Statistical significance testing on evaluation metric changes prevents teams from acting on noise. When comparing two model versions on a 200-example test set, a difference of 3 percentage points on a binary metric corresponds to a p-value of approximately 0.15 — not statistically significant at the conventional 0.05 threshold. McNemar's test for paired binary metrics and paired t-tests for continuous metrics are the appropriate statistical tools for determining whether an observed improvement is reliable. Establishing minimum detectable effect sizes before designing evaluation experiments ensures that test sets are sized to provide sufficient power for the quality differences that the team cares about detecting.
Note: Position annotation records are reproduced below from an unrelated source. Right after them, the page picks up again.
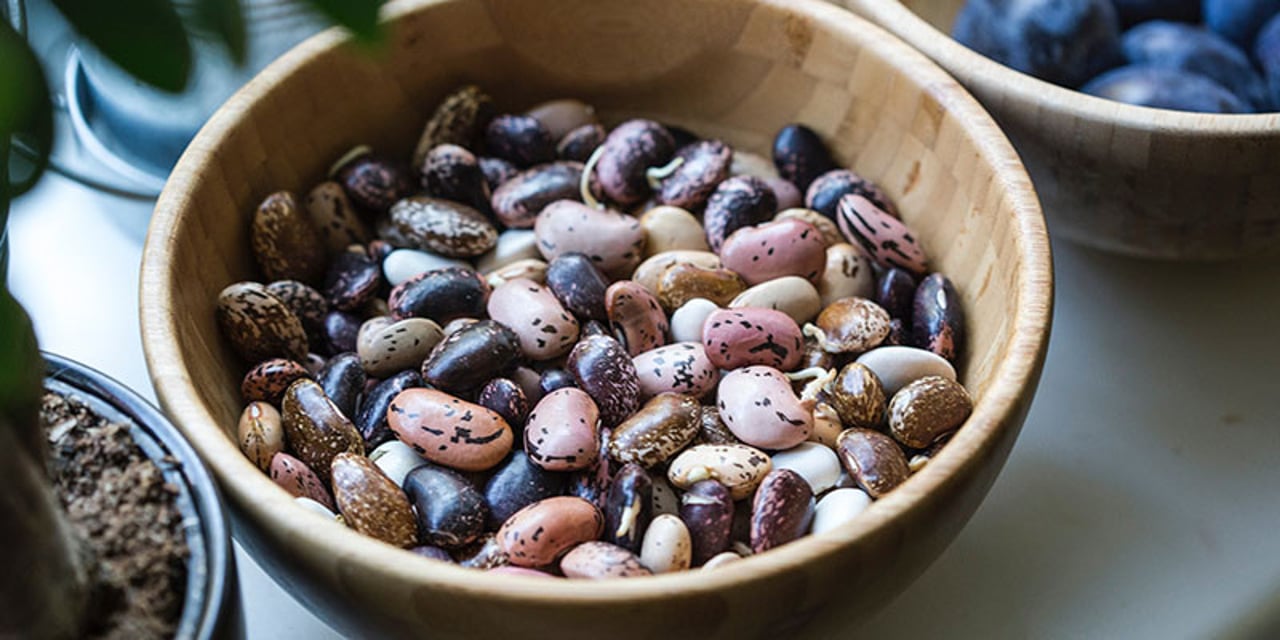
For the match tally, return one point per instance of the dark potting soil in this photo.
(120, 506)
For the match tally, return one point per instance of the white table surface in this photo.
(1141, 501)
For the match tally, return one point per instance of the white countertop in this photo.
(1141, 501)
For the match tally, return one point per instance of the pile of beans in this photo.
(478, 360)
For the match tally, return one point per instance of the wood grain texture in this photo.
(1130, 179)
(726, 68)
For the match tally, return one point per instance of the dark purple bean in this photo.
(471, 356)
(352, 280)
(451, 511)
(343, 380)
(520, 140)
(895, 292)
(736, 202)
(579, 286)
(371, 417)
(705, 165)
(516, 484)
(580, 144)
(440, 295)
(800, 155)
(604, 370)
(554, 379)
(629, 507)
(506, 398)
(937, 320)
(453, 173)
(593, 483)
(497, 172)
(519, 200)
(374, 183)
(708, 512)
(341, 330)
(781, 511)
(626, 154)
(826, 191)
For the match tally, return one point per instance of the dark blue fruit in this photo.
(1239, 21)
(1132, 12)
(1185, 48)
(1165, 88)
(1061, 41)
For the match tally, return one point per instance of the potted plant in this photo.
(80, 453)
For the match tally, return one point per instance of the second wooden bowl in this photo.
(723, 68)
(1129, 179)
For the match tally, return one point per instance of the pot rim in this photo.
(999, 411)
(210, 565)
(999, 80)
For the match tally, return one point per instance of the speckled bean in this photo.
(707, 510)
(745, 337)
(516, 484)
(775, 250)
(791, 295)
(613, 241)
(736, 466)
(260, 433)
(535, 535)
(562, 432)
(666, 547)
(873, 460)
(579, 286)
(670, 228)
(451, 512)
(781, 511)
(758, 405)
(663, 426)
(636, 316)
(371, 503)
(927, 408)
(448, 430)
(295, 476)
(471, 356)
(604, 370)
(371, 417)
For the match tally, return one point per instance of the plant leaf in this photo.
(359, 16)
(26, 114)
(145, 37)
(224, 18)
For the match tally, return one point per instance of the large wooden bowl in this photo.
(1130, 179)
(727, 68)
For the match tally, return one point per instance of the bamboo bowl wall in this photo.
(728, 68)
(1123, 178)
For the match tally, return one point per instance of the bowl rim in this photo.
(976, 69)
(1011, 383)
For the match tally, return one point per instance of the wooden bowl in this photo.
(1147, 182)
(731, 69)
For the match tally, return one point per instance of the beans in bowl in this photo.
(545, 347)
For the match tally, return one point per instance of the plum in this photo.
(1174, 45)
(1266, 51)
(1165, 88)
(1060, 41)
(1239, 21)
(1132, 12)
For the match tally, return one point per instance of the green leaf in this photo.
(359, 16)
(26, 113)
(145, 37)
(225, 19)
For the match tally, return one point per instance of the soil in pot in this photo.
(120, 504)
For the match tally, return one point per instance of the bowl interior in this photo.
(730, 69)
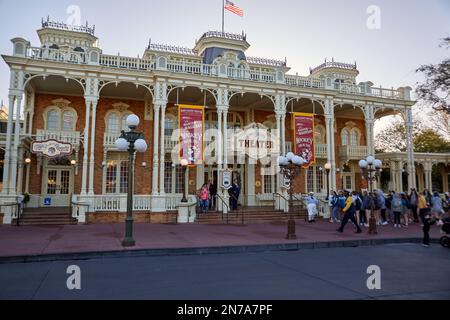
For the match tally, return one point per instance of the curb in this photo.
(205, 250)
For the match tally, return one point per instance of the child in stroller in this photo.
(445, 240)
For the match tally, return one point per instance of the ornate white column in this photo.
(92, 147)
(410, 149)
(86, 147)
(21, 163)
(162, 149)
(370, 122)
(6, 166)
(15, 150)
(428, 169)
(331, 159)
(225, 137)
(155, 190)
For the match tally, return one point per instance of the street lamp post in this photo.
(327, 170)
(130, 141)
(184, 164)
(370, 169)
(290, 168)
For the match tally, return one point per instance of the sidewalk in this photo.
(51, 240)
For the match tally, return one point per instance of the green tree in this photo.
(393, 139)
(436, 88)
(431, 141)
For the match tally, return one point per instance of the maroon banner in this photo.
(305, 138)
(191, 120)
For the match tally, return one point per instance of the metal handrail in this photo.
(238, 211)
(225, 204)
(18, 207)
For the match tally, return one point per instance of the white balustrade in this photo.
(72, 137)
(192, 67)
(353, 152)
(109, 140)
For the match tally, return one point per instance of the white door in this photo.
(57, 187)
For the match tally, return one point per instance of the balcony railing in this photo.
(353, 152)
(321, 149)
(72, 137)
(198, 68)
(109, 140)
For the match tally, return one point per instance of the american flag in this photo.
(230, 6)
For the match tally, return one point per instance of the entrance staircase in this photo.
(47, 216)
(251, 215)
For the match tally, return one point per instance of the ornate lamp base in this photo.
(291, 230)
(373, 226)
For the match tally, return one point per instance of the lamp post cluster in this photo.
(371, 170)
(290, 166)
(130, 141)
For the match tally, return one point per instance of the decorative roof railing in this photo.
(224, 35)
(332, 64)
(207, 70)
(63, 26)
(171, 49)
(267, 62)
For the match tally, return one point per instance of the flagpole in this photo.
(223, 17)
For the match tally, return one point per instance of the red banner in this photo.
(305, 145)
(191, 120)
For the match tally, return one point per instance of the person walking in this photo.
(313, 207)
(414, 202)
(397, 208)
(405, 209)
(424, 213)
(334, 206)
(349, 214)
(382, 204)
(204, 197)
(436, 205)
(366, 208)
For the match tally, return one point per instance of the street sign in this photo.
(226, 179)
(286, 183)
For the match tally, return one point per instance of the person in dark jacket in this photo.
(349, 214)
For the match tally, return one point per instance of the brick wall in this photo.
(140, 217)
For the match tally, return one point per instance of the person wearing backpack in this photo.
(334, 205)
(358, 204)
(349, 214)
(396, 207)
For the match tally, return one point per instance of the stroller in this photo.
(445, 240)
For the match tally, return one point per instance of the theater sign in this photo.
(51, 148)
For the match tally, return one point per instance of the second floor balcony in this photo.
(353, 152)
(72, 137)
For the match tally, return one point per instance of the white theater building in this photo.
(70, 91)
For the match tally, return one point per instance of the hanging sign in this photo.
(191, 120)
(51, 148)
(305, 145)
(226, 179)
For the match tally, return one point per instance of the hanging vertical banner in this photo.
(305, 145)
(191, 120)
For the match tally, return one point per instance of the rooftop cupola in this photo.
(344, 72)
(57, 35)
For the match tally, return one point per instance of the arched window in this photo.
(124, 126)
(320, 135)
(354, 137)
(113, 123)
(53, 120)
(345, 137)
(68, 121)
(169, 126)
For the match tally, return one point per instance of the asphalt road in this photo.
(408, 271)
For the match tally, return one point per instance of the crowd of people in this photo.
(398, 209)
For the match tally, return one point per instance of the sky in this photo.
(388, 44)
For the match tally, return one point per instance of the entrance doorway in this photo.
(57, 187)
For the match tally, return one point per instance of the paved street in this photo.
(408, 271)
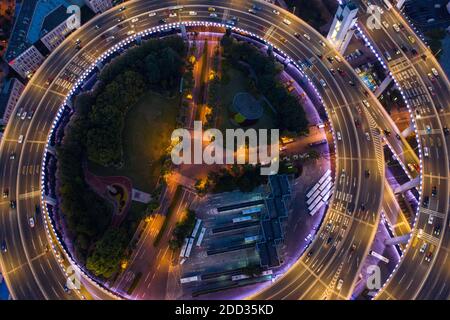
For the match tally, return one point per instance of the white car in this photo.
(436, 74)
(423, 247)
(339, 285)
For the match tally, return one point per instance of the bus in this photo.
(239, 277)
(196, 228)
(318, 143)
(183, 248)
(189, 248)
(251, 210)
(242, 219)
(200, 237)
(387, 4)
(379, 256)
(190, 279)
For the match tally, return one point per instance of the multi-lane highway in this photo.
(344, 239)
(423, 271)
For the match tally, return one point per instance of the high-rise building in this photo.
(8, 98)
(99, 5)
(27, 62)
(341, 29)
(56, 26)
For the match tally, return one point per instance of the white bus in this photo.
(388, 4)
(190, 279)
(189, 248)
(200, 237)
(379, 256)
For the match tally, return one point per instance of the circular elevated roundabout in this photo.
(42, 276)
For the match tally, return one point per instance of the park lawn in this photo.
(146, 135)
(237, 81)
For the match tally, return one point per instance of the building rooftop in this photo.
(30, 16)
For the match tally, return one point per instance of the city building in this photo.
(56, 26)
(27, 62)
(273, 222)
(33, 20)
(9, 96)
(99, 5)
(341, 29)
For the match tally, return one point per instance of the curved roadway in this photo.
(352, 218)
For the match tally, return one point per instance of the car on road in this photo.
(437, 230)
(434, 191)
(66, 289)
(436, 74)
(429, 256)
(426, 201)
(339, 285)
(423, 247)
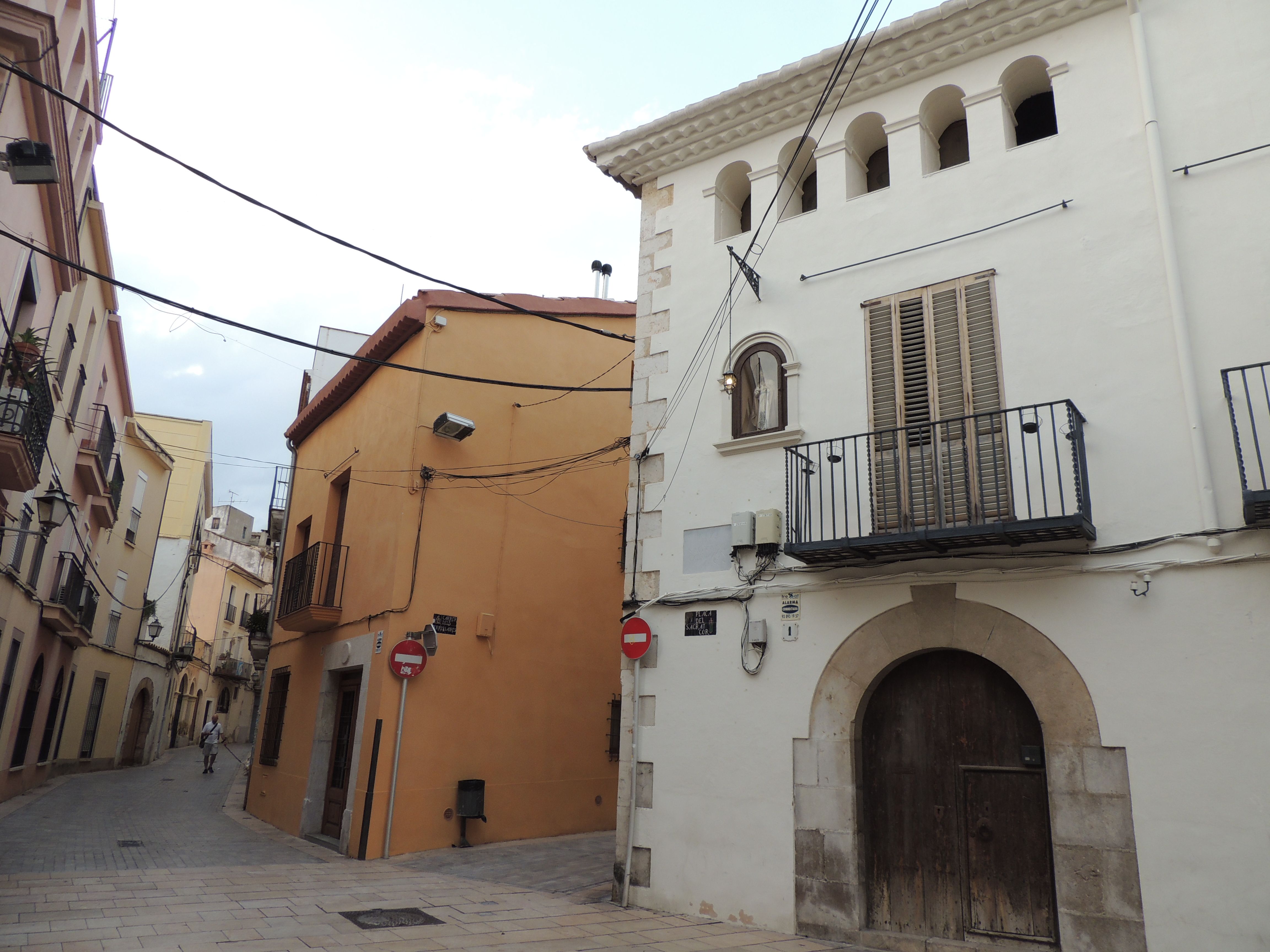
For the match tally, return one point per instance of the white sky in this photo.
(446, 136)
Calibration of LLM-as-judge metrics against human annotations is essential before using automated metrics to drive decisions. An LLM judge that systematically overscores verbose responses or underscores technically correct but tersely written answers will push prompt optimization in the wrong direction. Computing the Pearson or Spearman correlation between judge scores and human preference scores on a held-out calibration set of 100–200 examples identifies systematic biases before they propagate into evaluation-driven development decisions. If correlation is below 0.6, the judge prompt or judge model requires adjustment before the metric provides reliable signal.
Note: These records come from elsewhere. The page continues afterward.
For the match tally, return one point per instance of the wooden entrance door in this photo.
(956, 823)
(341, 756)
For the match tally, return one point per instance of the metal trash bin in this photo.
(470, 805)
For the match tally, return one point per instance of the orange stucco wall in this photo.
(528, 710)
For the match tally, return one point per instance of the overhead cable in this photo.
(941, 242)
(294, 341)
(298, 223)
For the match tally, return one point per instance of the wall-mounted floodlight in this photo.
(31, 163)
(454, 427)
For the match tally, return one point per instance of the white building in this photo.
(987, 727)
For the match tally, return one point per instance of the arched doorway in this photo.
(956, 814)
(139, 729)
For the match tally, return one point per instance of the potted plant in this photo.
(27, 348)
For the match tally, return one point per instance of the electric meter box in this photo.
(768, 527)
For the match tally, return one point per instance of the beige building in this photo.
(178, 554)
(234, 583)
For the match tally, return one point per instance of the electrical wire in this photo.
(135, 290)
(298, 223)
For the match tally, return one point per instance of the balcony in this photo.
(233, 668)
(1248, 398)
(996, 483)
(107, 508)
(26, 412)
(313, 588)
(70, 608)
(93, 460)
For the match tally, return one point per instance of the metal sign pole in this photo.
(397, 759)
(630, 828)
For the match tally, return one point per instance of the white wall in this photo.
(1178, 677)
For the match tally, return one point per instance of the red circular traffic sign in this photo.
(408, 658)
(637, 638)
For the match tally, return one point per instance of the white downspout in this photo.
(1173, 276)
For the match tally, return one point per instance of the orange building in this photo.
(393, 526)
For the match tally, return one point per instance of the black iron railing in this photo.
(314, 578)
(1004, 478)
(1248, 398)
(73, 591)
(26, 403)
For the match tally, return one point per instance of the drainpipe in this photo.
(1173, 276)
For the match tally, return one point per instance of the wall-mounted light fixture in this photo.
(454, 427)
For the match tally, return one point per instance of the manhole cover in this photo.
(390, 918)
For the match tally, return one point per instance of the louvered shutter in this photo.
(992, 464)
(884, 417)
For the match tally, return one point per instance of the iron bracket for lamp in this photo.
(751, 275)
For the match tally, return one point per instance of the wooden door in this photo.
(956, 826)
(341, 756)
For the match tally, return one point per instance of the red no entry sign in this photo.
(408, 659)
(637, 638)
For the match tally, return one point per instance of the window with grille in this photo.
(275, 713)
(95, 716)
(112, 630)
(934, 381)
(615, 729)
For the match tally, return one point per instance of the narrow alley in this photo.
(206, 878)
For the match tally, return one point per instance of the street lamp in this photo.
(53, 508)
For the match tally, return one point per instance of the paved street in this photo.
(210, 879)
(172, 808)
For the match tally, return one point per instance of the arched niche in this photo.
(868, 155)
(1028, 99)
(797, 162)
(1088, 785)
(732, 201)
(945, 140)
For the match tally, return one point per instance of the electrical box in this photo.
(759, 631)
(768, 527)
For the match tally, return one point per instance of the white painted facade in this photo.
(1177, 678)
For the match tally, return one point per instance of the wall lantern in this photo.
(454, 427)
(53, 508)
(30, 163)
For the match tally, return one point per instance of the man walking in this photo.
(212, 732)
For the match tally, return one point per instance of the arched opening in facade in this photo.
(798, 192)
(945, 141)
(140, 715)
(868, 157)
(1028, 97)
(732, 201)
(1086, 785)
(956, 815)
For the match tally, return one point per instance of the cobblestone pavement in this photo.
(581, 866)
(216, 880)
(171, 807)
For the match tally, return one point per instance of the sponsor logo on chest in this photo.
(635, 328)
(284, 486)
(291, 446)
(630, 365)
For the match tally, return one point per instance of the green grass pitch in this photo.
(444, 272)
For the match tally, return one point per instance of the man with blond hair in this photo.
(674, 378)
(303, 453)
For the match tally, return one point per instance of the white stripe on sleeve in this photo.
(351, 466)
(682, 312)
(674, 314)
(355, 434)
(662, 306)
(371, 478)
Evaluation pipeline automation reduces the overhead of running evaluations on every model change to near zero. A CI/CD pipeline that triggers the evaluation suite on main branch merges, logs results to MLflow or Weights & Biases, and posts a summary comment to the pull request with metric comparisons against the previous baseline creates a culture of continuous quality measurement. Teams that establish this infrastructure early in development find that quality regressions are caught within hours of the causative change rather than discovered during manual review cycles days or weeks later, dramatically reducing the debugging cost of quality issues.
Eval dataset contamination — where documents from the evaluation set appear in the model's training data — produces artificially inflated benchmark scores that do not reflect real-world quality. For custom fine-tuned models, verifying that evaluation examples were not present in the fine-tuning data requires deduplication checks between the eval and training datasets. For proprietary models where training data is not disclosed, using evaluation examples that were created after the model's knowledge cutoff date, or constructing evaluation queries from internal data that could not have been in public training corpora, provides contamination-resistant quality measurements.